What this needs at production scale
The toy above runs in your browser. The real model is larger — but still strikingly modest in qubits.
Our 2021 analysis of a Deutsche Börse Group risk model showed the full construction would run on fewer than 200 error-corrected qubits, with a provable quadratic speedup over the classical Monte Carlo it would replace. Layering Grover search over that amplitude estimation — the sensitivity analysis that names the paper — compounds it into a quartic speedup for ranking which risks drive the tail. That is squarely within the envelope of the fault-tolerant machines now on vendor roadmaps — see the convergence chart on the Shor demo.
Reference — M. C. Braun, T. Decker, N. Hegemann, S. F. Kerstan, C. Schäfer, A Quantum Algorithm for the Sensitivity Analysis of Business Risks (2021).
Honest caveats
- Additive trigger model. Conditional triggers add rotation angle on the target qubit. This is a faithful, compact encoding of a probabilistic risk network — the published model handles richer dependency structures.
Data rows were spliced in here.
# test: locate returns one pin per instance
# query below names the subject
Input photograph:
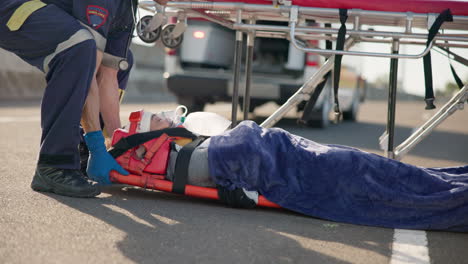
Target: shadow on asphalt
(438, 145)
(167, 228)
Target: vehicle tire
(147, 37)
(167, 38)
(193, 104)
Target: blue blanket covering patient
(339, 183)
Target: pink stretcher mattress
(457, 7)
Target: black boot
(64, 182)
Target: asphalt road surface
(132, 225)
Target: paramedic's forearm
(90, 116)
(109, 98)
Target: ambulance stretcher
(408, 15)
(149, 169)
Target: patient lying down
(333, 182)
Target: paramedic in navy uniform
(82, 47)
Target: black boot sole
(40, 185)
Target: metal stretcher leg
(457, 102)
(393, 82)
(237, 67)
(306, 89)
(248, 71)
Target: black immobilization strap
(446, 15)
(182, 164)
(132, 141)
(337, 67)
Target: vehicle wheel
(167, 38)
(351, 115)
(150, 36)
(192, 104)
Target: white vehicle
(199, 72)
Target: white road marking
(409, 246)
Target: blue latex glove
(100, 162)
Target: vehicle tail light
(199, 34)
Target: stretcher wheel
(167, 38)
(148, 37)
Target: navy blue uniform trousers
(41, 41)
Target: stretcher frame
(242, 17)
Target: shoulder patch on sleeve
(97, 16)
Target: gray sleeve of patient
(199, 173)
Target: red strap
(134, 118)
(151, 149)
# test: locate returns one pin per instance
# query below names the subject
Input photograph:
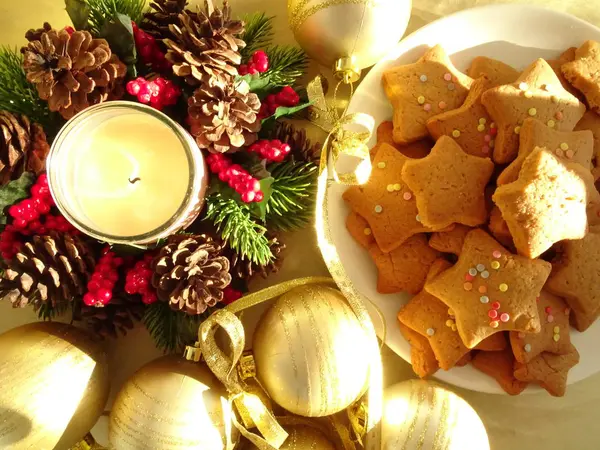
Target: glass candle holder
(123, 172)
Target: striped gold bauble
(54, 385)
(310, 352)
(421, 415)
(171, 404)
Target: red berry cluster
(137, 280)
(149, 51)
(236, 176)
(286, 97)
(259, 63)
(159, 92)
(275, 150)
(101, 285)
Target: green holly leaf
(79, 12)
(15, 191)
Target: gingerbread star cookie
(549, 371)
(583, 72)
(405, 268)
(575, 277)
(386, 202)
(420, 90)
(536, 93)
(449, 185)
(554, 336)
(496, 71)
(490, 290)
(500, 366)
(548, 203)
(576, 146)
(470, 125)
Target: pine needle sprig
(17, 95)
(292, 201)
(258, 33)
(286, 64)
(236, 226)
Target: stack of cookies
(482, 204)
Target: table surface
(532, 421)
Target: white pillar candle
(124, 172)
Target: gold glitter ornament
(171, 404)
(54, 385)
(309, 352)
(348, 35)
(420, 414)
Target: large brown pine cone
(73, 71)
(190, 273)
(163, 13)
(224, 119)
(205, 49)
(23, 147)
(53, 268)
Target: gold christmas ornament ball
(421, 415)
(171, 404)
(310, 352)
(54, 385)
(364, 30)
(303, 437)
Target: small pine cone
(205, 49)
(23, 147)
(53, 268)
(302, 148)
(223, 120)
(190, 273)
(164, 13)
(246, 270)
(73, 71)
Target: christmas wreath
(222, 79)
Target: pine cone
(165, 12)
(205, 49)
(225, 119)
(302, 148)
(246, 270)
(23, 147)
(114, 319)
(190, 273)
(73, 71)
(53, 268)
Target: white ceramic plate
(515, 34)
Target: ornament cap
(346, 69)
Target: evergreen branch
(234, 222)
(286, 64)
(292, 200)
(18, 96)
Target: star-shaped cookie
(470, 125)
(554, 336)
(405, 268)
(576, 277)
(490, 290)
(536, 93)
(575, 146)
(583, 72)
(386, 202)
(548, 203)
(449, 185)
(420, 90)
(549, 371)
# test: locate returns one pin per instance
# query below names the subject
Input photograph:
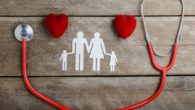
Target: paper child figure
(113, 61)
(63, 59)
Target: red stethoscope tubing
(163, 71)
(29, 85)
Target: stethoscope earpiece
(23, 30)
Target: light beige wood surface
(93, 7)
(98, 93)
(134, 79)
(44, 52)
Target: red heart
(124, 25)
(56, 24)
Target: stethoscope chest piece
(23, 30)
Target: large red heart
(124, 25)
(56, 24)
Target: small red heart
(56, 24)
(124, 25)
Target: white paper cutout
(96, 50)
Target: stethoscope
(24, 33)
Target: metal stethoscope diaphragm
(23, 30)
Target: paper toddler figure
(113, 61)
(63, 59)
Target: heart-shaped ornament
(56, 24)
(125, 25)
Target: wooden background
(134, 78)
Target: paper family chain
(95, 48)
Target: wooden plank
(44, 52)
(93, 7)
(98, 93)
(157, 28)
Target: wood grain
(93, 7)
(44, 52)
(98, 93)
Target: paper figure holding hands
(63, 59)
(113, 61)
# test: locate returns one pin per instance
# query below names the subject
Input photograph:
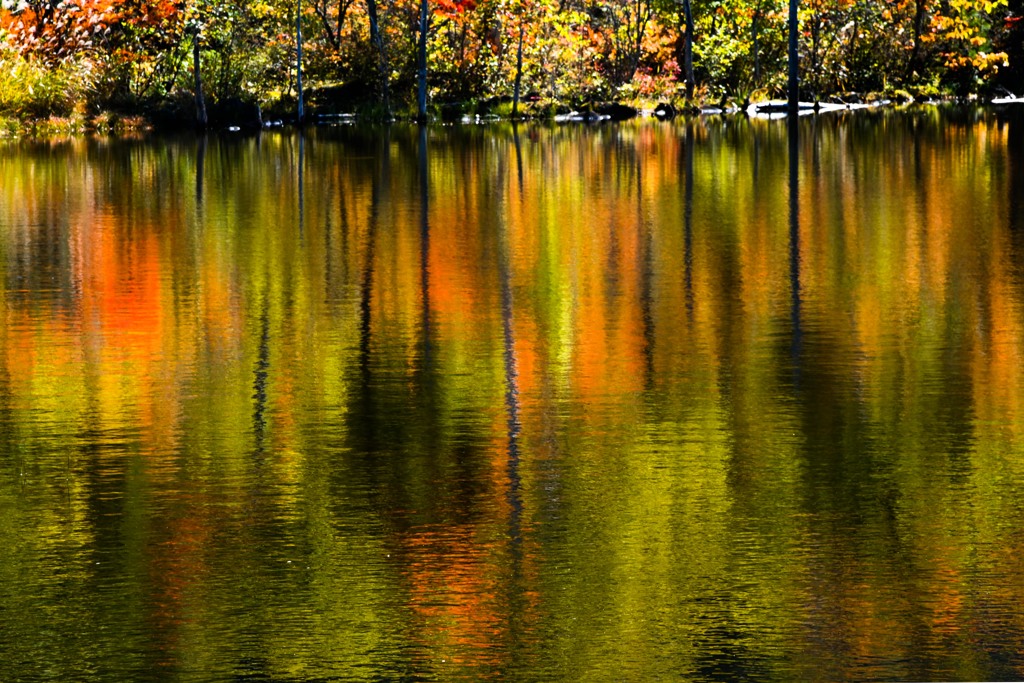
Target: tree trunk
(688, 50)
(757, 49)
(298, 61)
(378, 41)
(421, 96)
(794, 59)
(201, 120)
(518, 72)
(919, 27)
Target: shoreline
(117, 125)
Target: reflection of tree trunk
(512, 407)
(260, 374)
(302, 163)
(688, 222)
(646, 281)
(1015, 159)
(378, 41)
(688, 49)
(518, 156)
(518, 72)
(201, 120)
(425, 243)
(200, 168)
(794, 139)
(421, 96)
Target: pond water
(636, 401)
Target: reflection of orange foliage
(454, 593)
(122, 292)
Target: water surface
(636, 401)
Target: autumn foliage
(135, 53)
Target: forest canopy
(60, 57)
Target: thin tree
(378, 41)
(298, 60)
(201, 118)
(688, 49)
(794, 58)
(518, 69)
(421, 95)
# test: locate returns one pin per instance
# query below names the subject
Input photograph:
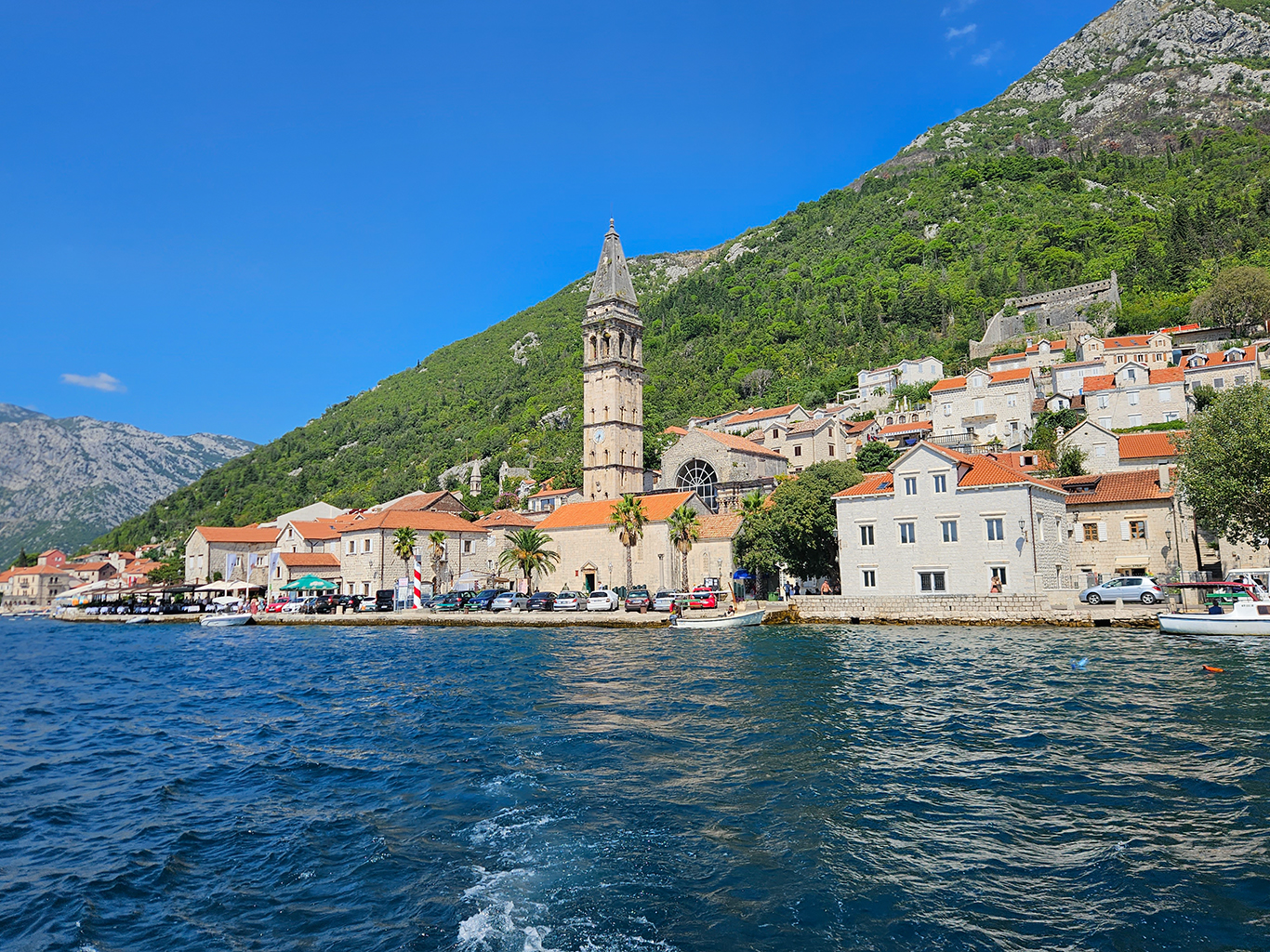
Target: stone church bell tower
(613, 379)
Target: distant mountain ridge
(1137, 146)
(63, 483)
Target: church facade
(613, 379)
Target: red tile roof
(899, 428)
(1144, 445)
(314, 560)
(656, 508)
(1124, 486)
(504, 520)
(243, 535)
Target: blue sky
(228, 216)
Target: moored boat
(742, 619)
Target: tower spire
(613, 277)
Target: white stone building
(941, 522)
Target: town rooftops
(309, 560)
(1148, 445)
(1124, 486)
(504, 520)
(240, 535)
(656, 508)
(417, 520)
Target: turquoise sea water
(167, 787)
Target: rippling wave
(167, 787)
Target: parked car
(602, 601)
(542, 602)
(638, 598)
(482, 600)
(1131, 588)
(703, 597)
(507, 601)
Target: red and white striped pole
(418, 584)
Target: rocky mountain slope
(1134, 80)
(1010, 198)
(62, 483)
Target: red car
(703, 598)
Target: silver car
(509, 601)
(1130, 588)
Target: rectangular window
(933, 582)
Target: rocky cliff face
(63, 483)
(1133, 80)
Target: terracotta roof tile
(1124, 486)
(1145, 445)
(309, 560)
(571, 516)
(504, 520)
(243, 535)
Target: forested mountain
(65, 482)
(1062, 179)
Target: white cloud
(986, 55)
(98, 381)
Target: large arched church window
(698, 476)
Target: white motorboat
(1246, 615)
(226, 619)
(742, 619)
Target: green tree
(1224, 465)
(404, 541)
(530, 553)
(628, 518)
(1239, 298)
(875, 456)
(437, 549)
(684, 528)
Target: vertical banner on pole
(418, 583)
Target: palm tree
(528, 553)
(684, 528)
(628, 518)
(437, 549)
(403, 544)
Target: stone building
(941, 522)
(613, 379)
(1135, 396)
(590, 556)
(1130, 523)
(229, 549)
(991, 407)
(721, 468)
(370, 563)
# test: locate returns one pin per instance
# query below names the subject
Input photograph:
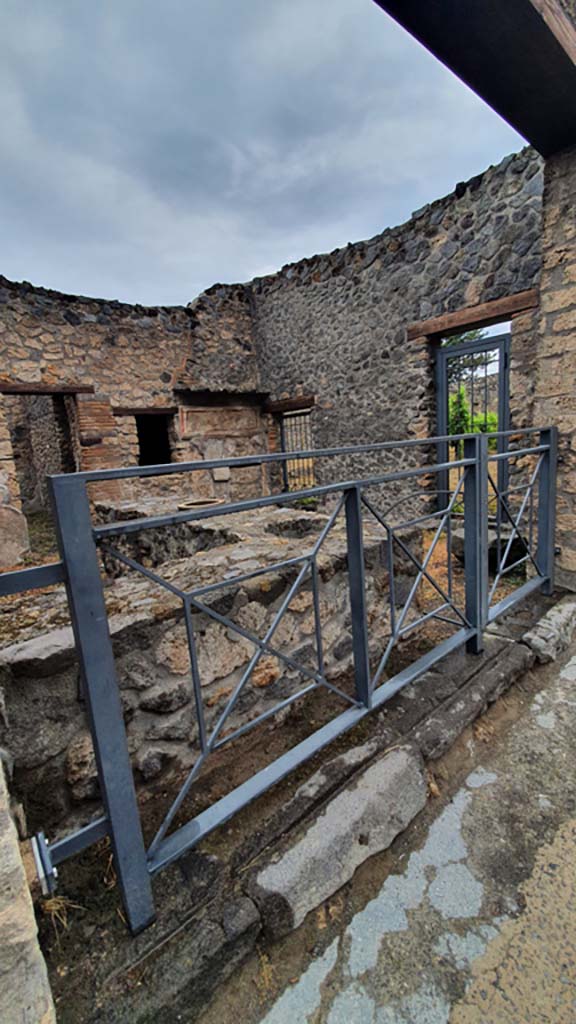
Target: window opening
(295, 433)
(154, 439)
- Grover operator as one block. The amplitude operator Q is computed as a unitary and applied as a single labelled block, then its controlled powers are built by matrix squaring. A gate-level decomposition exists but would obscure the structure at this scale.
- State-vector simulation. The estimate is exact quantum mechanics with no hardware noise. The point is the scaling of accuracy with evaluation qubits, not a hardware benchmark.
- Inner estimate only. This demo runs the single tail-probability estimate (the QAE inner loop). The sensitivity analysis — the outer Grover search over parameters that yields the quartic speedup — is described above but not executed here.
- Best-case readout. The QAE estimate shown is the most likely evaluation-register outcome (the closest grid point), not a sampled measurement. A real run draws from a distribution around it, so on hardware the per-shot estimate would scatter; here we report the noiseless centre.